Party Calypsos
And there are other types within this music genre. There is soca, or what many Trinidadians refer to as ‘party calypsos’ or ‘jump and wine’ music. These are deliberately composed for marketing to a younger audience (similar in purpose to rap music), and focus on the celebratory or party mood in its lyrics, free of all the trappings of social and political mores, enticing the listener not to examine his or her moral state or political persuasion, but to jump up, fete, have a good time. Soca music is often performed at very fast tempos of over 150 beats per minute, feeding the frenzy of the masses for the annual two-day carnival celebrations which precedes Lent. This type of festive calypso is often used as background music for advertisements, luring tourists to the Caribbean, for it conjures images of partying on the streets, basking on sandy beaches in places where the temperature seldom varies below 80 degrees Farenheit.
Some of the more popular soca recordings include: "Soca Baptist" ( Superblue, 1980), "Meh Lover" (Lord Nelson, 1983), "Nani Wine" (Crazy, 1989), "Dollar Wine" (Colin Lucas, 1991), "Jump an’ wave" (Preacher, 1994), "The River" (Sanelle Dempster,1999), "Pump it up" (Superblue, 2000), "Stranger" (Mighty Shadow 2001), "Display" (Faye Ann Lyons, 2003).
In his 2001 composition "Stranger", the Mighty Shadow (Winston Bailey) pays tribute to the female tourist who makes the annual pilgrimage to Trinidad and Tobago to revel in the two-day carnival celebrations. Lured by the music and festive atmosphere this "pretty gyal is in a trance, wanting to play mass (masquerade), dance in the streets." Shadow counsels her, offering tongue-in-cheek advice as to how this can be done. One must "Buy ah little rag ( hanky) or buy ah little flag . . . Find yourself ah band and find ah good position . . . When de music blast, you’ll find out how to play mass . . . When dey say rag, pull yuh rag . . . Wave it, wave it, wave it, wave it." Shadow's "Stranger" exemplifies the structure of a typical party calypso stripped of social or political trappings, its purpose, strictly festive.7
Trinidadian musicologist Gordon Rohlehr considers party songs as indigenous and traditional as any other form of calypso. He comments: "Carnival, so often presented in calypsos as 'the culture of Trinidad,' could not exist without them, and it may well be that these songs, whose function is to preserve the fervor of the festival, are the life-force without which the masquerade itself, and even the more serious music that resonates at its periphery or beneath its mask of gaiety, would cease to exist."8
The movement north- marketing calypso music
As a musical genre, calypso has been successfully packaged and exported to markets in the US and other parts of the world. This movement north has been positive, as the genre has been able to retain its distinctive Caribbean flavor. A good example of this is the Andrews Sisters version of Lord Invader's calypso "Rum and Coca Cola" in 1944.9
In 1956, Harry Belafonte recorded his Calypso album featuring the famous "Banana Boat Song" ("Day-O") - probably the most internationally well known calypso. His Calypso album also became the first album to sell over one million copies.

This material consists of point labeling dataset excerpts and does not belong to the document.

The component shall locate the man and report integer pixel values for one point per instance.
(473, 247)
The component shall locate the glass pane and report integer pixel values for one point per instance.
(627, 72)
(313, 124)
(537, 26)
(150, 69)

Calypsos from Trinidad and Tobago have shaped similar song traditions in other islands in the Caribbean: Antigua, Barbados, British Guiana (Guyana), Grenada, and St. Vincent and the Grenadines. Party calypsos are regularly performed in tourist hotels in the Bahamas, Jamaica, the Virgin Islands, and Puerto Rico. Calypsonians are regularly invited to perform in Labor Day celebrations in New York, at the annual Caribana festival in Toronto and Notting Hill Carnival in Great Britain.